In good faith, I'm curious as to what kind of farmer you are, so I understand where you're coming from here. It's easy to say "set aside some land and grow your own veggies" when it's your job.

LogisticEarth fucked around with this message at 19:42 on May 13, 2017

Friar Zucchini
Aug 6, 2010

Wait, that wasn't a joke post?

Seems to me that if you're gonna grow enough of your own stuff to live off cause grocery stores are too far away... that's borderline subsistence farming which is kinda a full time job, and not one that pays well.

married but discreet
May 7, 2005


Taco Defender
Perhaps a stupid question, but I recently got my PhD and am moving to Austin to work as an evolutionary biologist at UTA. Is my occupation something I should better not mention to potential landlords and generic americans if asked what I do? What about outside of Austin? Will I be Hills Have Eyed there?

Sandwich Anarchist
Sep 12, 2008

married but discreet posted:

Perhaps a stupid question, but I recently got my PhD and am moving to Austin to work as an evolutionary biologist at UTA. Is my occupation something I should better not mention to potential landlords and generic americans if asked what I do? What about outside of Austin? Will I be Hills Have Eyed there?
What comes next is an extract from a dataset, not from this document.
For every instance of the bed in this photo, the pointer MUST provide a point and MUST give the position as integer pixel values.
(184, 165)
Austin is an enclave of education, culture, and tolerance in the sea of poo poo that is Texas. You should be fine.

Larry Parrish
Jul 9, 2012

by Jeffrey of YOSPOS
Speaking as a country boy, nobody cares unless you go to a real small town and start talking about how lovely it is and how they oughta pack up and move.

fantastic in plastic
Jun 15, 2007

The Socialist Workers Party's newspaper proved to be a tough sell to downtown businessmen.
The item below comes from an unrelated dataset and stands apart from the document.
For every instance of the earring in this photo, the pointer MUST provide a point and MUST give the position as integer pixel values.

married but discreet posted:

Perhaps a stupid question, but I recently got my PhD and am moving to Austin to work as an evolutionary biologist at UTA. Is my occupation something I should better not mention to potential landlords and generic americans if asked what I do? What about outside of Austin? Will I be Hills Have Eyed there?

You'll be fine. Most Americans, especially in cities, respect science.

The only landlord scenario that I could imagine where your profession might cause friction is something like if you were proposing to rent a Jesus freak's basement. Otherwise, most landlords are capitalists and will be happy to take your rent money even if they are creationists.

Kei Technical
Sep 20, 2011
You can go ahead and mention your occupation, but you should also represent yourself as a wealthy copper heir, because Austin rent is high as hell.

Scudworth
Jan 1, 2005

When life gives you lemons, you clone those lemons, and make super lemons.

Dinosaur Gum

married but discreet posted:

Perhaps a stupid question, but I recently got my PhD and am moving to Austin to work as an evolutionary biologist at UTA.

Why would you worry about this on that level at all when you can just say you're a biologist. Period. Like you're worried about landlords and this never occurred to you.

Jamwad Hilder
Apr 18, 2007

surfin usa

married but discreet posted:

Perhaps a stupid question, but I recently got my PhD and am moving to Austin to work as an evolutionary biologist at UTA. Is my occupation something I should better not mention to potential landlords and generic americans if asked what I do? What about outside of Austin? Will I be Hills Have Eyed there?

Austin is an educated, liberal, city. Out in the sticks I'd imagine the worst that would happen is people might make a snarky comment about evolution or god or whatever.

Honestly if you have a non-American accent people are going to be more interested in where you're from than what you do.

married but discreet
May 7, 2005


Taco Defender
Thanks for the answers, sounds like I have no reason to be worried.

grumplestiltzkin
Jun 7, 2012

Ass, gas, or grass. No one rides for free.

married but discreet posted:

Perhaps a stupid question, but I recently got my PhD and am moving to Austin to work as an evolutionary biologist at UTA. Is my occupation something I should better not mention to potential landlords and generic americans if asked what I do? What about outside of Austin? Will I be Hills Have Eyed there?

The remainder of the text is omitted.